Parallelhashlist was updated to version 1.31 ...

[aminer]

Hello,


In my previous version of ParallelHashList even if i have used
lock striping , synchronizing access to the counter that computes
the number of entries in the hashtable was reintroducing the scalability
problem of exclusive locking, this counter was  called a hot field because
every mutative operation needs to access it. In version 1.31, parallelhashlist
maintains an independant counter , that counts the number
of entries , for each segment of the hashtable and it uses a lock
for each counter and  this is better for scability.  also i have changed
parallelhashlist to use only 100 lightweight  MREWs (multiple-readers -exclusive-writer)
this will lower the memory consumption  and  this allows multiple threads
to write and read concurently. I am using lock striping with
100 lightweight MREWs (multiple-readers -exclusive-writer) and
this allows up to 100 parallel writes, but this upper bound on
parallel writes will not affect parallel reads, so this will give a good
performance and a good scalability .


Description:

A parallel HashList with O(1) best case and O(log(n)) worst case
access that uses lock striping and 100 lightweight MREWs
(multiple-readers -exclusive-writer) , this allows multiple threads
to write and read concurently. I am using lock striping with
100 lightweight MREWs (multiple-readers -exclusive-writer) and
this allows up to 100 parallel writes, but this upper bound on
parallel writes will not affect parallel reads, also parallelhashlist
maintains an independant counter , that counts the number of
entries , for each segment of the hashtable and uses a lock for
each counter, this also for better scalability.

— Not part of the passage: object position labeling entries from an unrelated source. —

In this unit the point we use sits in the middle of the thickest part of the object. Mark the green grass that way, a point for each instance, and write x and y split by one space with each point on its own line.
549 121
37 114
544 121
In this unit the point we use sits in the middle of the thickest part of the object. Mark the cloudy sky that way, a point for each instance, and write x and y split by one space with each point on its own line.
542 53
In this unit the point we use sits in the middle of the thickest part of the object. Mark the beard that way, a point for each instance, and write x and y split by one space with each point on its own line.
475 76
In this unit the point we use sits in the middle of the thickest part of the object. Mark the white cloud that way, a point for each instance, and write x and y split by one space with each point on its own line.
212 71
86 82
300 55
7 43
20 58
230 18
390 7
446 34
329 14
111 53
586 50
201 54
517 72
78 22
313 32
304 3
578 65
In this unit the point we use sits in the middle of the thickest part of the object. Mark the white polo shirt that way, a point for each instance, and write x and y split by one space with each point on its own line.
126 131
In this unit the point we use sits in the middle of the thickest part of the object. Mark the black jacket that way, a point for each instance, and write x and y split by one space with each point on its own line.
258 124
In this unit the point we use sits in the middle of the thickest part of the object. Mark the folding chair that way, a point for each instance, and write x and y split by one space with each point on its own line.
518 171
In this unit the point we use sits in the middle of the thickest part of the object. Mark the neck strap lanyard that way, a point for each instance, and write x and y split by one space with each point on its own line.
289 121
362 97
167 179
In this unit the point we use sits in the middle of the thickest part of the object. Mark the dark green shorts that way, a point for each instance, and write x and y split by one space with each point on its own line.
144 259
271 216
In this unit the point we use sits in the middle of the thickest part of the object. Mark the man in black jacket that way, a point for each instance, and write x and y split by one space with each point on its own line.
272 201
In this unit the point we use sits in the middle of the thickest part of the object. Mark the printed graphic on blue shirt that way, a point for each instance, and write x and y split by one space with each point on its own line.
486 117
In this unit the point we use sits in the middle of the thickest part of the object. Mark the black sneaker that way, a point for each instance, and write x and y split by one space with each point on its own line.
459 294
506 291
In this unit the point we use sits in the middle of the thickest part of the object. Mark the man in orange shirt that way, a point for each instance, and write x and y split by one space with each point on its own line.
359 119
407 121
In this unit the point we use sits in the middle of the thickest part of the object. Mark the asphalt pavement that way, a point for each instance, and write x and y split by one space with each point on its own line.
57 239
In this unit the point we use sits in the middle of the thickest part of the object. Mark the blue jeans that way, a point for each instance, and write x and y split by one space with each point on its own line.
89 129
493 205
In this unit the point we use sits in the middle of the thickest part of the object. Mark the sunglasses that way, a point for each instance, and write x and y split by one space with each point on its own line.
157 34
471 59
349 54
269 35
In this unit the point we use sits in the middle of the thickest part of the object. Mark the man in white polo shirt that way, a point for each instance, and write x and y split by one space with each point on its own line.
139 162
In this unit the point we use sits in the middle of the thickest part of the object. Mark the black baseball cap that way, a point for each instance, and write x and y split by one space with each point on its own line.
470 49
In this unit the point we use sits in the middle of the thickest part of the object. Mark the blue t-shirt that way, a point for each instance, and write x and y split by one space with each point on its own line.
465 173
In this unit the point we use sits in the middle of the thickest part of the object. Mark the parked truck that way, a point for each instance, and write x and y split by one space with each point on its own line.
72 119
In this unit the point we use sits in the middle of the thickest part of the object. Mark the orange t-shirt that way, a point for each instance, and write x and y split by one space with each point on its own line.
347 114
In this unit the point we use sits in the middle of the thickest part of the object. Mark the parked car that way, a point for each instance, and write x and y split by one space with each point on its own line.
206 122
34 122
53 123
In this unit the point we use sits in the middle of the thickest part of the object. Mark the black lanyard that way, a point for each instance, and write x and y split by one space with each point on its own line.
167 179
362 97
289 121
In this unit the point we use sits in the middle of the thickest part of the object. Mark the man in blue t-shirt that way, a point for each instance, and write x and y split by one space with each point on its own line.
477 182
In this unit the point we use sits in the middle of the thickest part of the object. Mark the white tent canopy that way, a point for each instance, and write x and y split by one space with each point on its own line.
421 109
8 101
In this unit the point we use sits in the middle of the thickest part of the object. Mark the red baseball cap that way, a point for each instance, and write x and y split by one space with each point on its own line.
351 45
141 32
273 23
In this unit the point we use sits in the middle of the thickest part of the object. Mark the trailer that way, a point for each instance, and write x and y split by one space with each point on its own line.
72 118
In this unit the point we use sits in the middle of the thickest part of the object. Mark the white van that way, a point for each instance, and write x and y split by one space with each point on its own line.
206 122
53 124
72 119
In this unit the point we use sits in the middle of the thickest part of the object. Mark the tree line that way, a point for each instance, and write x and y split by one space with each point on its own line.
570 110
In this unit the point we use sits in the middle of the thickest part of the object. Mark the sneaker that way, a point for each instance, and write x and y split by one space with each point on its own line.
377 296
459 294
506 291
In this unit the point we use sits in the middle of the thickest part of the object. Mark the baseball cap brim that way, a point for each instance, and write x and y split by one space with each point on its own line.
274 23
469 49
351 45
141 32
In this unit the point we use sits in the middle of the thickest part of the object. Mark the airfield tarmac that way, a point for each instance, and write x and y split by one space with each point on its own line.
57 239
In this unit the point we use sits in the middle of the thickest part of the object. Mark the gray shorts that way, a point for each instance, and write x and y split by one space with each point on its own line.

You can download parallelhashlist version 1.31 from:

http://pages.videotron.com/aminer/


Language: FPC Pascal v2.2.0+ / Delphi 5+: http://www.freepascal.org/

Operating Systems: Win , Linux and Mac (x86).


and please take a look at the benchmarks here:

http://pages.videotron.com/aminer/parallelhashlist/queue.htm

Note: When i have done those benchmarks , there was not enough/much items
organized as a self-balancing tree in the individual chains of the
hashtable, so , almost all the items was found and inserted in O(1) , so
the parallel part in the Amdahl equation was not much bigger compared
to to the serial part. But you will notice in pratice that as soon as you will have
more items on the chains of the Hashtable, organized as self-balancing tree,
with a worst case log(n)  , the parallel part will become bigger in the Amdahl
equation and you will have better performance and scalability than the numbers
in the graph of the benchmarks
...


Thank you.

Amine Moulay Ramdane.

[aminer]

Hello

You can use the parallel Iterate() method of parallelhashlist
when also you want to do a sort by keys, but don't forget
to use my other parallelsort library to sort in parallel your array
that you have to fill from inside the the TIterateFunc callback..

You can download my parallelsort library from:

http://pages.videotron.com/aminer/


Amine Moulay Ramdane.

[aminer]

Hello,


All the source code of my following freewares are available on the zipfiles..


Parallel compression library

Parallel sort library

Parallhashlist

Threadpool engine

Lockfree MPMC and SPMC

etc.



You can download the source code of all those freewares from:

http://pages.videotron.com/aminer/



Thank you.


Amine Moulay Ramdane.

[aminer]

I wrote about parallelhashlist this:


"Note: When i have done those benchmarks , there was not enough/much items organized as a self-balancing tree in the individual chains of the hashtable, so , almost all the items was found and inserted in O(1) , so the parallel part in the Amdahl equation was not much bigger compared to to the serial part. But you will notice in pratice that as soon as you will have more items on the chains of the Hash table , organized as self-balancing tree, with a worst case log(n)  , the parallel part will become bigger in the Amdahl equation and you will have better performance and scalability than the numbers in the graph of the benchmarks ... "


Cause you can increase p by doing more of the same: Increase the volume of data processed by the P part  (and therefore the percentage p of time spent in computing). This is Gustafson's Law.



Amine Moulay Ramdane.